Frage: Sie haben unsere Kampagne verfolgt, halten Sie solche Initiativen für sinnvoll?

Prof. Dr. Labouvie: Ich finde solche Aktionen sehr gut, sehr spannend, sehr nützlich auf verschiedensten Ebenen. Es ist gute Aufklärungsarbeit, das überhaupt einmal gesagt wird, wer ist hier präsent, wer engagiert sich für Magdeburg. So wird auch den Frauen ihr Anteil am Gesamten zurückgegeben, sie als aktive Mitglieder von Gemeinschaft und als Gestalter von kommunalen Zusammenleben gezeigt und die Entwicklung auch der Rolle der Frau für die Gesellschaft präsent gemacht. So wird gezeigt, hier gibt es starke Frauen, die beteiligt sind an der Wirtschaft, der Politik und der Kultur der Landeshauptstadt, die etwas bewirken in diesen Bereichen. Da ist es selbstverständlich, als Stadt das zu zeigen und in die Öffentlichkeit zu bringen. Dadurch wird auch das Selbstbewusstsein und die Identifikation der Frauen mit dieser Stadt gestärkt, eine Stadt, die auf die Frauen Bezug nimmt, die sie berücksichtigt, präsentiert und repräsentiert.

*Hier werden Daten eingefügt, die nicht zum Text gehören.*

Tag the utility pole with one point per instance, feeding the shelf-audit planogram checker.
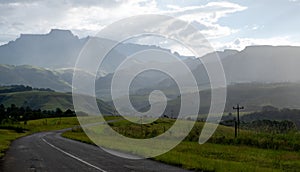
(238, 108)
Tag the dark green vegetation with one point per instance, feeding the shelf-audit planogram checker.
(254, 96)
(12, 131)
(43, 99)
(251, 151)
(269, 112)
(15, 114)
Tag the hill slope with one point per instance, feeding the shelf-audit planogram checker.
(45, 100)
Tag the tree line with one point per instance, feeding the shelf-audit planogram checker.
(22, 88)
(13, 113)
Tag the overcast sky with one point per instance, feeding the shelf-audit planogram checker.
(227, 24)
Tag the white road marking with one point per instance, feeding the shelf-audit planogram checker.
(72, 156)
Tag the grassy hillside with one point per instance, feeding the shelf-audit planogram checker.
(45, 100)
(222, 153)
(7, 136)
(253, 96)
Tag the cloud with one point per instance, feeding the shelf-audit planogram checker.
(88, 17)
(241, 43)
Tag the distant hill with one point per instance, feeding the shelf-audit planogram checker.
(45, 100)
(253, 96)
(33, 76)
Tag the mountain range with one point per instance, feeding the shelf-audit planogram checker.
(47, 61)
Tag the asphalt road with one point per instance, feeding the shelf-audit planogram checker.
(48, 151)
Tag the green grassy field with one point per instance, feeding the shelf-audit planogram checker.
(221, 153)
(10, 134)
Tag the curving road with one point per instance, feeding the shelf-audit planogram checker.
(48, 151)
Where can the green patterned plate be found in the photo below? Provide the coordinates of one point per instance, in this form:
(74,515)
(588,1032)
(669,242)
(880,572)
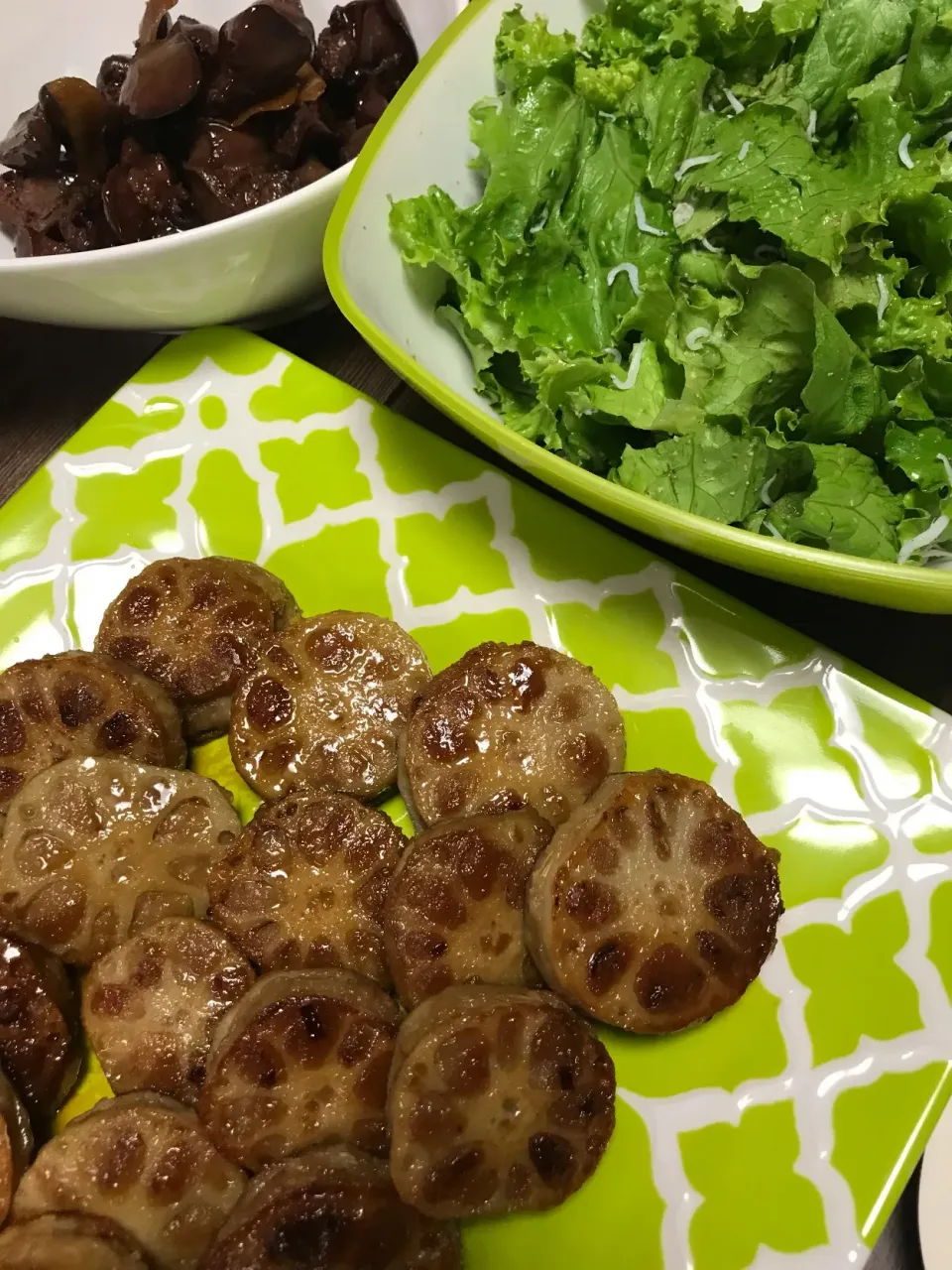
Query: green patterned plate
(788,1124)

Interview mit Prof. Dr. Eva Labouvie


Professorin für Geschichte der Neuzeit mit Schwerpunkt Geschlechterforschung am Institut für Geschichte der Otto-von-Guericke Universität Magdeburg, stellvertretender Vorsitzender des Arbeitskreises für historische Frauen- und Geschlechterforschung in Deutschland.